Today we interview a local CPA firm in North Indianapolis about a common accounting misconception - Prepaid Expenses:
According to the CPAs in North Indy we spoke with, a prepaid expense account is debited when an expense is paid in advance. An expenditure made in the current period that will benefit both the current and future periods is another safe definition.
Common examples of this include a 2 year purchase on an insurance policy for a company. At the end of the year, the adjusted journal entry to record the amount of insurance that has expired and must be reclassified as an expense would appear as:
December 31 - Insurance Expense 1,000
The following explanation on a basic accounting concept comes to us courtesy of one of the best CPAs in North Fresno, California. According to the CPA firm we talked to in North Fresno, revenues must be assigned to the period in which they are earned and expenses must be assigned to the accounting period in which they were used to produce revenue under the matching principle.
In order to apply the matching rule, adjusting entries are required at the end of an accounting period. These entries are used to apportion income and expenses between two or more accounting periods and make life easier on CPAs in general. They are also used to record expenses incurred but not paid for the period, and to record revenues earned but not yet received.
After the accounts have been adjusted, closing entries transfer revenue, expense, and owners withdrawal balances from their respective accounts to the owner's capital account.
We contacted one of the best CPA firms in south Denver for clarification:
Overview: All of a company's accounts are contained in a book called a general ledger, or simply a ledger.
The ledger is just a group of actual accounts.
Special thanks to the Megger CPAs of South Denver for the answer.
Mike writes in with a question regarding his new business venture in the Houston area. He wants to know about the different types of accountants that can help with new business setup. The major branches of accounting are public, private and government accounting.
Public accounting: The public accounting profession has achieved the same stature as medicine and law. Public accounting refers to the work done by independent Certified Public Accounting (CPA) firms that audit the books of companies to insure that their financial statements and records are not materially misstated.

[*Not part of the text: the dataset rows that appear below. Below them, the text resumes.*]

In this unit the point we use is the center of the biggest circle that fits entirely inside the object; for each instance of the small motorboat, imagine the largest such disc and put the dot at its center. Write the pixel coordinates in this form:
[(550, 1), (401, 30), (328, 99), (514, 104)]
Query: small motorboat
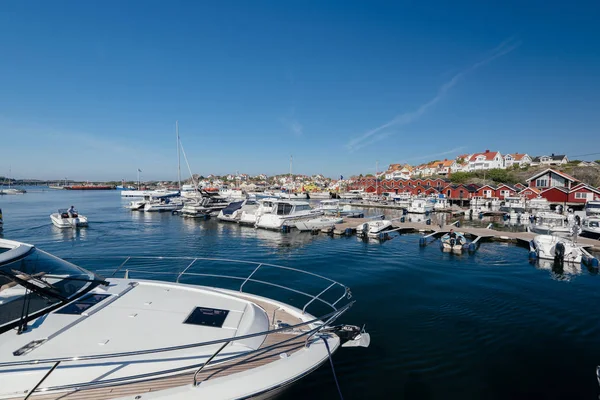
[(559, 249), (373, 228), (318, 223), (590, 227), (455, 244), (64, 219)]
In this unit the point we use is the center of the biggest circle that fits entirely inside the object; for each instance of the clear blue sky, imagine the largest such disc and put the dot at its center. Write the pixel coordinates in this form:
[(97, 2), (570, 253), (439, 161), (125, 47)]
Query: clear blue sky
[(92, 89)]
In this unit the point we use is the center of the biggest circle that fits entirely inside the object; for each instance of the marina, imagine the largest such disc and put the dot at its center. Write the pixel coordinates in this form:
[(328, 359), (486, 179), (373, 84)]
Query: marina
[(373, 262)]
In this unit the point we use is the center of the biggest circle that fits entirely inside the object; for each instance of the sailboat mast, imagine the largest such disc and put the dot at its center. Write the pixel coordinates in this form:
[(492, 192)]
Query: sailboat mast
[(178, 156)]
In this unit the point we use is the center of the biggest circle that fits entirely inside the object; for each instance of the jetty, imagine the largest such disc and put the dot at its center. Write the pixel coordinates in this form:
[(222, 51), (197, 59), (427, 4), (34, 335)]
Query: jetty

Private accounting refers primarily to the private sector of the economy and involves the analysis and recording of financial information by accountants who are employees of the business entity.
Governmental accounting: This branch refers primarily to the accounting functions performed for federal, state and local government institutions. Governmental accounting also includes the financial reporting functions applicable to hospitals, charitable organizations, colleges and voluntary health and welfare organizations.
Overview: Accounting information is most commonly used by individuals and groups who must make decisions concerning the operations of a business.
Management: In order to maintain a profitable enterprise, management must maintain sufficient funds to meet the entity's liabilities as they become due. Virtually all businesses publish financial statements, which show the financial condition of the company and also indicate whether or not the company is making a profit.
Society: Several groups in society, including the IRS, labor unions, and financial analysts, are the stock exchanges are interested in the profitability and operations of the entity.